Facebook Awardsをご存知だろうか? これはFacebookおよび、Instagram上で展開された世界中のキャンペーンから、優れた企画を選び表彰するものだ。今年で5回目を数える同アワードが、ある変化を遂げるという。フェイスブックのクリエイティブチーム「The Creative Shop」を率いる冨川氏に詳細を聞いた。
Facebook Awardsの特長は、ビジネス目的に則した良いクリエイティブを制作し、数字としても明確な成果を出しているキャンペーンが称えられる点だ。例えば2015年に受賞したP&Gの生理用品ブランドAlwaysが展開した「#LikeAGirl」は、「女性らしさ」をポジティブなイメージに転換し、女性を応援する姿勢を伝える動画をFacebook上で公開。ソーシャル上で話題化して多くのメディアに露出したほか、マーケットシェアが1.4ポイント向上し、59%にまで回復したという。
このように、果敢なチャレンジを行った広告主や代理店は取り組みを広く伝えられ、また、クリエイターやマーケターは良例からヒントを得ることができる。「私たちのプラットフォームは真っ白いキャンバス。実に様々な表現が可能です。その中で単純に魅力的なだけでなく、“ビジネスに寄り添い、且つ魅力を放つクリエイティブ”をアワードで紹介できていると考えています」と冨川氏。

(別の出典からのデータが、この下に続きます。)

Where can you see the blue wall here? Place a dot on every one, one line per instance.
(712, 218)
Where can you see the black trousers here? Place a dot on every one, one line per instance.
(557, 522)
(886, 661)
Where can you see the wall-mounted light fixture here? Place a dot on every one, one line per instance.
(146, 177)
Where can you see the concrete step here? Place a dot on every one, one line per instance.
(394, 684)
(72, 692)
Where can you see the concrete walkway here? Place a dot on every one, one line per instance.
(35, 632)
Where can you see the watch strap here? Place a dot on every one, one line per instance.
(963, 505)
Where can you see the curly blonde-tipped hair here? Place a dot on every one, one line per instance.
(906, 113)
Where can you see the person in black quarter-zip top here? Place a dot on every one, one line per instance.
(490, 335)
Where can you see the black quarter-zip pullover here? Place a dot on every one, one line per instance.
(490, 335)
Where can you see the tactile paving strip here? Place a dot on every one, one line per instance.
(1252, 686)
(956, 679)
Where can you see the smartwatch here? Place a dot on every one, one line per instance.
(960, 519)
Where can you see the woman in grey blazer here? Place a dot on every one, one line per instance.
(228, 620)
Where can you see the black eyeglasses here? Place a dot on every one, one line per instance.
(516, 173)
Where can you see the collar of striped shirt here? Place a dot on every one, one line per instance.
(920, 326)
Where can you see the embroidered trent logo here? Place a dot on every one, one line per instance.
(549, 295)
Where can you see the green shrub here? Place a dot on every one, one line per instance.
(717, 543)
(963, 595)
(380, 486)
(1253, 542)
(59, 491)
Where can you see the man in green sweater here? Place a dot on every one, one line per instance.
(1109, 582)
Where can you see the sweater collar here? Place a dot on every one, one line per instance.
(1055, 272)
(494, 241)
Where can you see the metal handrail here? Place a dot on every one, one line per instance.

このアワードに、今年2つの大きな変化が起きるという。それが、地域別の審査制度の制定と、中小企業向けのカテゴリーである「Small Business」部門の設置だ。
これまで、クリエイティブの良し悪しは米国フェイスブック社が設ける第三者組織が審査してきた。トップレベルのクリエイターや、広告業界関係者で構成されているため、見る目は確かだ。しかし、一方で課題もあった。それが、アジア等のいわゆる欧米以外の国々のキャンペーンが埋もれがちな点だという。
「例えば、女性向けの商品でも国や地域によって、刺さる表現やエモーションは異なります。審査員は米国に拠点を構える人物が多いため、どうしても、彼等の感覚が近い欧米を中心にしたキャンペーンが選ばれる傾向がありました」冨川氏は語る。外資系のマーケターが、本国に企画の良さを伝えてもなかなか理解してもらえないシーンと似ているかもしれない。
「日本をはじめ、アワードの選出数が少ない国のキャンペーンが劣っているわけではありません。カンヌライオンズのような、大きなアワードでは多くの作品が受賞をしている点からも明らかです」と冨川氏。
このような背景から、今年からは各地域で選出された優秀な作品が、グローバル選考へと進むフローがとられるという。当然、審査をするのは各エリアの第一線で活躍する人々であり、日本からの応募者も納得感を得られる人選になるという。「この取り組みによって、これまで以上に日本のベストプラクティスも世界で広く共有できればと考えています」冨川氏は展望を語る。
もう一つの変更点、「Small Business」部門の設置も、アワードで扱うキャンペーンの幅を広げるものだ。何か受賞するクリエイティブは、潤沢な予算を持つ有名企業のもの。そんなイメージを持つ人も多いのではないだろうか? しかし、FacebookやInstagramでは規模の大小を問わず様々な企業がキャンペーンを展開している。その中には、斬新なアイディアや大きな成果をあげた中小企業のキャンペーンも多く存在している。「アワードを通して中小企業の良例を示すことで、より一層多くの方にインスピレーションを提供する機会が生まれると考えています」と冨川氏。